There are times when the viewer feels she is viewing something intensely private and maybe a little painful — a bloated, unrecognizable Kerouac in 1964, sitting in Ginsberg’s apartment; a naked Ginsberg himself toward the end of his life, with skinny arms and legs but also a round Buddha belly; a dying Burroughs, stick thin and resting on a moth-eaten outdoor cushion. One almost needs to look away.
But the vernacular sense of the young and joyful Beats also lifts spirits — the men, encircled by arms, standing outside City Lights bookstore in San Francisco just days before the U.S. publication of “Howl;” a very sexy Kerouac looking over a used car lot in San Francisco.
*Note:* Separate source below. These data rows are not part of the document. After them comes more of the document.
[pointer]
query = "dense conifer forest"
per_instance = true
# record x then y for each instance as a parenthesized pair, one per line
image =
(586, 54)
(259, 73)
These early photographs, Greenough says, captured Ginsberg’s friends “as they were on the cusp of fame” — not famous just yet but living with the confidence that they were close.
Ferlinghetti, who founded San Francisco’s City Lights bookstore, had heard Ginsberg read his masterpiece “Howl” in 1955 and sent Ginsberg a telegram: “I greet you at the beginning of a great literary career.” Those, of course, were the same words the 19th-century Transcendentalist Ralph Waldo Emerson wrote to the budding poet Whitman. For both, it was a fitting salutation.
Busboys and Poets is hosting a “Howl in the City” reading of the poem July 16 and 17 at its Fifth Street location, using poets such as Ethelbert Miller to give voice to one of the 20th century’s great works of poetry.